Metals are not really strong in comparison to other materials. They are however very cheap and easy to work with so they make for a good compromise between price and strength.

The problem with covalent bonds is that there is a limit to how large you can make the molecules. With steel we easily make crystals of millions of tons which have the same strength throughout it. But the largest molecules of covalent bonds are just a few thousand atoms. Between the molecules you have much weaker interactions. So when you make strong materials from covalent bonds you need to take very much care to maintain the contact between the molecules, the forces within the molecule is strong enough. This is how we can make ropes that are much stronger then steel, but at a much higher price. But even then if you try to compress the material the molecules are free to move around in relation to each other.

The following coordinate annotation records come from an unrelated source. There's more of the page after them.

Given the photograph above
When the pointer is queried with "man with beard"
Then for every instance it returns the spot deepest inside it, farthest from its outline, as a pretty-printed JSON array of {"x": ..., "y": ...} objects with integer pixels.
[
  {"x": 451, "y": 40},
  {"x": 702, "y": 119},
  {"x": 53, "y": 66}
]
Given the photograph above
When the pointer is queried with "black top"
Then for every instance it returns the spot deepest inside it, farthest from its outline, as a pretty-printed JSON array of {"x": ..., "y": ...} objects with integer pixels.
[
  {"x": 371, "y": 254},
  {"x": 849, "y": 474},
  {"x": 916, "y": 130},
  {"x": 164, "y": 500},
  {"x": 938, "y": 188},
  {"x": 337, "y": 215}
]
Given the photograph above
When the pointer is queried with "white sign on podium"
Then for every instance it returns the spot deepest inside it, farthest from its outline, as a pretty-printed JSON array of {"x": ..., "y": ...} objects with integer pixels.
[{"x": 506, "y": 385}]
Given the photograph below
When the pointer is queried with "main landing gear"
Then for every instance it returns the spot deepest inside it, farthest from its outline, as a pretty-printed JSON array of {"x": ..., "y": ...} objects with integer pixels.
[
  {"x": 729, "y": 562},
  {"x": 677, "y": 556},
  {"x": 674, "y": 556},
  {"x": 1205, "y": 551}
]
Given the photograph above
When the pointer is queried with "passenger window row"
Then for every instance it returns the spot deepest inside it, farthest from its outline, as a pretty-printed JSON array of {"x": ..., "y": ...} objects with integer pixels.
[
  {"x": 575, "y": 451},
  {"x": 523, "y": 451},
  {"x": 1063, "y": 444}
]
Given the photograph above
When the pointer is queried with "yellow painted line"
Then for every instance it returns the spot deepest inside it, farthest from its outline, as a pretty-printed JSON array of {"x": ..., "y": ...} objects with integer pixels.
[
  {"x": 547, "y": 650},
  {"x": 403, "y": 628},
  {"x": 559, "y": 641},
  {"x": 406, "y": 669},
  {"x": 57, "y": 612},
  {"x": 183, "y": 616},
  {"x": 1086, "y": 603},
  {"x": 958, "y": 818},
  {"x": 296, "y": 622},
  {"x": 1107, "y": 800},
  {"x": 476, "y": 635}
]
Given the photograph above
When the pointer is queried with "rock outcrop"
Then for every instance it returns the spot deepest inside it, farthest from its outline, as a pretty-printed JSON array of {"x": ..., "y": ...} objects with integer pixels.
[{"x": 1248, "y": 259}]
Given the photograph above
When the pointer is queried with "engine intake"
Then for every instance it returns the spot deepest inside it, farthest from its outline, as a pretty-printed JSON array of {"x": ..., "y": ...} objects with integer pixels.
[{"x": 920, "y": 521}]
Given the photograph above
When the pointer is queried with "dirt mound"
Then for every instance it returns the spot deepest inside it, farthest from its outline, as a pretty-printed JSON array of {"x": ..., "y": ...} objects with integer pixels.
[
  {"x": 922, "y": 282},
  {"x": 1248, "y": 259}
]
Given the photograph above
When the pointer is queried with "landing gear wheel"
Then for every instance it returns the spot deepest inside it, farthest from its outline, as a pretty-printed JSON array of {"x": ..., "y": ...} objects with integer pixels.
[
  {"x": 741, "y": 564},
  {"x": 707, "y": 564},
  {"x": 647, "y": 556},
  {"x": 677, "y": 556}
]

As for ionic bonds these are very brittle. While we can make very large crystals these crystal structures are extremely rigid, unlike metal crystals which allow the atoms to move within them. So when we apply force to a crystal made from ionic bonds all the forces go through one bond, and unlike metal it does not move and will try to contain all the force on its own. And when you break one bond the load is applied to the next one and so on. So the ionic bonds have trouble working together like the metallic bonds. Again you can make use of it though. Concrete is ionic bonds and is much better at withstanding compressive loads due to its rigidity.

What we can do is combine different materials to get the benefits of covalent and ionic bonds. This is often what composite materials are. For example fiberglass and carbon fiber. These can be much stronger then any metal but is more expensive as they require a lot more effort to make.